Video-Assisted Thoracic Surgery Segmentectomy

Ha Eun Kim 1, Young Ho Yang 1, Chang Young Lee 1,
PMCID: PMC8350470  PMID: 34353963

Abstract

Although lobectomy remains the gold-standard surgical treatment for non–small-cell lung cancer, the frequency of thoracoscopic segmentectomy is increasing. Multiple factors must be considered in the choice of the procedure, ranging from adequate surgical planning or simulation, tumor localization, and identification of the intersegmental plane to severing the intersegmental plane to achieve an oncologically safe surgical margin with no or minimal manual palpation and different landmarks. In this article, we present an overview of methods for each procedural step of thoracoscopic segmentectomy, from preoperative planning to division of the intersegmental plane.

Keywords: Thoracoscopy, Segmentectomy, Lung neoplasms, Simulation

Introduction

Lobectomy remains the gold-standard surgical treatment for primary lung cancer [1], but the frequency of thoracoscopic sublobar resection (SLR)—especially anatomical segmentectomy, which can achieve relatively secure and sufficient surgical margins—is increasing [2]. This phenomenon might be partially explained by the following reasons. First, with the popularization of low-dose computed tomography (CT), small lung cancers, such as ground-glass–opacity nodules (GGNs)—for which anatomical segmentectomy can achieve the same oncologic outcomes as lobectomy—have been detected more frequently. The characteristics of patients are also changing; physicians are more likely to encounter younger patients with small tumors for whom it is appropriate to consider a surgical extent that would spare lung parenchyma if a second cancer should develop [3]. Finally, there are increasingly many elderly patients with comorbidities in whom lung parenchyma should be preserved to reduce their postoperative morbidity and mortality [4]. In addition to primary lung cancer, segmentectomy can be performed for metastatic lung lesions or other non-malignant lung diseases, including inflammatory pseudotumors, congenital bronchial atresia, and pulmonary sequestration [5-9].

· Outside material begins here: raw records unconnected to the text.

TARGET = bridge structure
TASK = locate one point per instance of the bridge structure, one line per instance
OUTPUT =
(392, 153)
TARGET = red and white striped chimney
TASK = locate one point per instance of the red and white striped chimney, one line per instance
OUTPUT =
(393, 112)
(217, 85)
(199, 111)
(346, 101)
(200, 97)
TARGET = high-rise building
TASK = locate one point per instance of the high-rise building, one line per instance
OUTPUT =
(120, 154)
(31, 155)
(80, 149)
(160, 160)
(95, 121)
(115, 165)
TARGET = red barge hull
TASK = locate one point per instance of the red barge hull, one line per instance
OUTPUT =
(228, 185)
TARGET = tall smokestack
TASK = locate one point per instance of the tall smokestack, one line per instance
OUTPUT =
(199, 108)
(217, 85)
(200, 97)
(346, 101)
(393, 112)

Relative to lobectomy, anatomical segmentectomy requires a thorough assessment of each patient’s lung anatomy and a better understanding of the branching patterns of the pulmonary vessels and bronchi [10]. In addition, numerous variations and anomalies of the pulmonary vessels and bronchus constitute issues to be overcome before performing segmentectomy. Although thoracoscopic segmentectomy has become a more common surgical procedure, surgeons should continue to be familiar with various methods, considering multiple factors such as the surgical margin, venous drainage of the tumor, and lung anatomy to conserve.

The purpose of this article was to present an overview of methods for each step of thoracoscopic segmentectomy, from preoperative planning to division of the intersegmental plane.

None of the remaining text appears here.